The season switches gears with Heidi Schreck’s Obie Award-winning What the Constitution Means to Me. Styled as a dramedy, the show goes back and forth in time as it tells the story of Schreck’s putting herself through college by winning debates about the constitution across the country. But it also traces the document’s impact on four generations of women in her family over the decades. It opens Dec. 7 in the Keating Theatre and will run through Feb. 26; it’s a Florida premiere for the play The New York Times called “the best and most important new play of the season” when it opened on Broadway three years ago.

Lee Hall’s adaptation of the 1976 Paddy Chayefsky film Network bows next. Chayefsky won the Academy Award for Best Screenplay for this classic centered on veteran anchorman Howard Beale, who famously goes into a rant live on the air that sends his ratings up. Where will that lead? Bryan Cranston starred as Beale (played so memorably by Peter Finch in the movie) in the Broadway production. Producing artistic director Richard Hopkins notes that “Network is so much more profound now,” when it’s not only TV but the internet and other media that influence how we think. The regional premiere of Network opens Jan. 25 and will run through March 19 in the Gompertz Theatre.

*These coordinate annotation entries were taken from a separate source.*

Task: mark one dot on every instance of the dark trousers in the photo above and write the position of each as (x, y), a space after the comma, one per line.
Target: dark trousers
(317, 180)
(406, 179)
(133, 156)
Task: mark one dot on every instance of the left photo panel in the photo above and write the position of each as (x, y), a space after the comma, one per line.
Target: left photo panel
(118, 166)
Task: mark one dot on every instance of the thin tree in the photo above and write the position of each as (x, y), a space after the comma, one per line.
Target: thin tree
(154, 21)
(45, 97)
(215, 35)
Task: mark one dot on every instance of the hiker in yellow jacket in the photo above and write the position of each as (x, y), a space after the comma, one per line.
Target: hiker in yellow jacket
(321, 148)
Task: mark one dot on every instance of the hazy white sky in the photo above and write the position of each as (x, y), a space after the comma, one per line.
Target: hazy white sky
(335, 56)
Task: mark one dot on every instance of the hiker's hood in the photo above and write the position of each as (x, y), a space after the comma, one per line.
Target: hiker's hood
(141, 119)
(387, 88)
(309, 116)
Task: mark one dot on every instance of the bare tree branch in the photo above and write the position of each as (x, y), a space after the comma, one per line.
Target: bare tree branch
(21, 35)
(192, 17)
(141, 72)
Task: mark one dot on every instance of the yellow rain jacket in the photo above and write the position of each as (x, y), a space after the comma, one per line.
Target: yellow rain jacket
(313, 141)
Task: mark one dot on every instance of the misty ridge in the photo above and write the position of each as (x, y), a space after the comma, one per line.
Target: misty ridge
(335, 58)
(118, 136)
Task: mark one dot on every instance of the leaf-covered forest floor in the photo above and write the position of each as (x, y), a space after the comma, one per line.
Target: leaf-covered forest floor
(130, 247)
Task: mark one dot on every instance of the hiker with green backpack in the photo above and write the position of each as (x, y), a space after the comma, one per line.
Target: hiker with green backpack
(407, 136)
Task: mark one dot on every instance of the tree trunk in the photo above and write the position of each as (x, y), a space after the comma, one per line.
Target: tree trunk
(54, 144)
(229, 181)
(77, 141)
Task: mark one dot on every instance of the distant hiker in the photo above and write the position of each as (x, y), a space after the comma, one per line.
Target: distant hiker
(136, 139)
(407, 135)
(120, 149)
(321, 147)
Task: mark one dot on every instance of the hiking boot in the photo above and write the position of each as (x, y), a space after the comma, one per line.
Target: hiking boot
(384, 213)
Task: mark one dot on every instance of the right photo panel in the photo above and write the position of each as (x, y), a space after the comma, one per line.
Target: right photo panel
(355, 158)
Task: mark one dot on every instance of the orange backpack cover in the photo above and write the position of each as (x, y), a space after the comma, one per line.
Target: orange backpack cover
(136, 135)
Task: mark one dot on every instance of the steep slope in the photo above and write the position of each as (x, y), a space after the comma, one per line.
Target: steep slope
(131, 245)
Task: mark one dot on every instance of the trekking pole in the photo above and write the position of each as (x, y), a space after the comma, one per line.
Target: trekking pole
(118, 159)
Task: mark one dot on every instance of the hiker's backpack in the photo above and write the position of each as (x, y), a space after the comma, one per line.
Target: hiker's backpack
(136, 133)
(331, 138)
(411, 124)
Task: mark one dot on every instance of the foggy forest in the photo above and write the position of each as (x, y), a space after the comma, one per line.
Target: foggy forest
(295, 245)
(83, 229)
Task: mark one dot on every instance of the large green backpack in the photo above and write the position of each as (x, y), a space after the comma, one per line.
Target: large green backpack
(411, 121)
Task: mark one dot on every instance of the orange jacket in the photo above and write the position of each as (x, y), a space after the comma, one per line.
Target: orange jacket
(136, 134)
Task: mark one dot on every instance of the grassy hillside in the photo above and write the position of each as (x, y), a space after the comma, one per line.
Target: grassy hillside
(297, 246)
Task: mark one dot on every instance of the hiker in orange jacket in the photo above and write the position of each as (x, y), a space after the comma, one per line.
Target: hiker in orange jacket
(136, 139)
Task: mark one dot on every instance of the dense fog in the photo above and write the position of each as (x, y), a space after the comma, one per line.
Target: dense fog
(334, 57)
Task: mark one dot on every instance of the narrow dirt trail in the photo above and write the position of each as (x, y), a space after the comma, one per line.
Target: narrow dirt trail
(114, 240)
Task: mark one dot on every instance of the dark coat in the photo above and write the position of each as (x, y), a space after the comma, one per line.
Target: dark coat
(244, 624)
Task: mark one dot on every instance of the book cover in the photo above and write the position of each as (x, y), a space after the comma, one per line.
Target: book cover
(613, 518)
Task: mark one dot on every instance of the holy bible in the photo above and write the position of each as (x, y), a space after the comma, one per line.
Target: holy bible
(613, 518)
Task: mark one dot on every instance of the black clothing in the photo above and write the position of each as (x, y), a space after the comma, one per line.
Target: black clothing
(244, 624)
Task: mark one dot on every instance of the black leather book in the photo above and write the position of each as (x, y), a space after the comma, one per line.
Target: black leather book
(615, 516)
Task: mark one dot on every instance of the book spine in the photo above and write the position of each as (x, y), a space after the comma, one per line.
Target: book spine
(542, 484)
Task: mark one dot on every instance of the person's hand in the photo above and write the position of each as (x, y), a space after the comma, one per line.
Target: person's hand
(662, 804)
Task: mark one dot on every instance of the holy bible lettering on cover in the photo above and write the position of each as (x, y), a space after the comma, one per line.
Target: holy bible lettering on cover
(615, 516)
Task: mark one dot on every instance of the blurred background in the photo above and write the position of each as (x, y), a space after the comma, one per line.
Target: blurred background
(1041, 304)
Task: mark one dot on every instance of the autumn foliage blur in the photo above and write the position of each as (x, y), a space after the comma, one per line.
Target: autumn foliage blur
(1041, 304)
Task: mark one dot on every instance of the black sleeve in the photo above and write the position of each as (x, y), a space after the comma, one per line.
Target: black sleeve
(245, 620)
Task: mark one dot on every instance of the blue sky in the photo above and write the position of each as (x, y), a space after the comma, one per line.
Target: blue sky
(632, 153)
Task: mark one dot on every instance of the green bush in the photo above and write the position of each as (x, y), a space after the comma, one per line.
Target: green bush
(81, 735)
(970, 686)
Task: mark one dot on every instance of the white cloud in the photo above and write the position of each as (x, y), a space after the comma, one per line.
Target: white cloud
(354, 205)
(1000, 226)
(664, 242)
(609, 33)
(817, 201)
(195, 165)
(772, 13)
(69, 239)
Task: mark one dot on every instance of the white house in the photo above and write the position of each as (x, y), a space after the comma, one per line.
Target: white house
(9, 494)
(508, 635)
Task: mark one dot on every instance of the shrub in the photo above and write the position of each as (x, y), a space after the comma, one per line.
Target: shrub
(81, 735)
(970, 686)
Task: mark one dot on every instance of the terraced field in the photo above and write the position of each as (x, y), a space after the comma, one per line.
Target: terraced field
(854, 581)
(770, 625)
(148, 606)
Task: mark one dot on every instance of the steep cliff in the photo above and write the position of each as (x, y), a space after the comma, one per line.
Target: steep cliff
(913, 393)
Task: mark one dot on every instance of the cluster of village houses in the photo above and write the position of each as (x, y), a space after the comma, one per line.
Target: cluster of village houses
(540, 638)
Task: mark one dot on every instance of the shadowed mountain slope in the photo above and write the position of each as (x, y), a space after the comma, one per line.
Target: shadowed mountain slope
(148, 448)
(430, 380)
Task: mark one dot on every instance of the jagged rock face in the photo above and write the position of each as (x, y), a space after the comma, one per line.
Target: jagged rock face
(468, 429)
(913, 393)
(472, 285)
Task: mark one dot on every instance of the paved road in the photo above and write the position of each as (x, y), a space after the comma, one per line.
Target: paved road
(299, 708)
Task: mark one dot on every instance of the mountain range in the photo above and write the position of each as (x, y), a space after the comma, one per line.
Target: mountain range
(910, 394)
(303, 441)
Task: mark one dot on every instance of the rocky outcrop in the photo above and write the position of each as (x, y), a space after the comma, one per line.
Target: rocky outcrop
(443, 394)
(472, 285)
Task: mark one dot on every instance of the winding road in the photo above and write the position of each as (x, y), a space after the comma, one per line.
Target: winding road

Melina Berry, Jeffery Kin and Ellie Mooney in a staged reading of Bruce Graham's Visit Joe Whitefeather (and bring the family!), which will have its world premiere at FST this season.

The fourth offering of the mainstage season is a world premiere, Visit Joe Whitefeather (and bring the family!) by Bruce Graham. Set in the small town of Beaver Gap, Pennsylvania, during the early 1970s, this comedy begins with the city council’s plans to drum up tourism by renaming the town in honor of a dead Native American war hero with no local connection whatsoever. Commissioned by FST as part of the theater’s Playwrights Project in the midst of the Covid pandemic in the summer of 2020, Joe Whitefeather will run at the Gompertz April 5 through May 21.

FST’s cabaret series presents two original musical revues and a new show taking the audience on a journey through the music of the feature film. First up: The ’70s: More Than a Decade, the new show tracking that pivotal era through music by The Who, Harry Chapin, the Bee Gees, Marvin Gaye and others. It’s set to run Oct. 5 through Feb. 12 in the Court Cabaret.

Stevie Wonder is the next songwriter getting his due with A Place in the Sun: A Tribute to Stevie Wonder, running Nov. 16 through March 26 in the Goldstein Cabaret. Expect such hits as “I Just Called to Say I Love You,” “Superstition” and Isn’t She Lovely?” in this one.

The winter cabaret series finishes with Reel Music, featuring songs from black and white films and movie musicals ranging from Casablanca to The Greatest Showman. It takes the stage of the Court Cabaret Feb. 15 through June 25, 2023.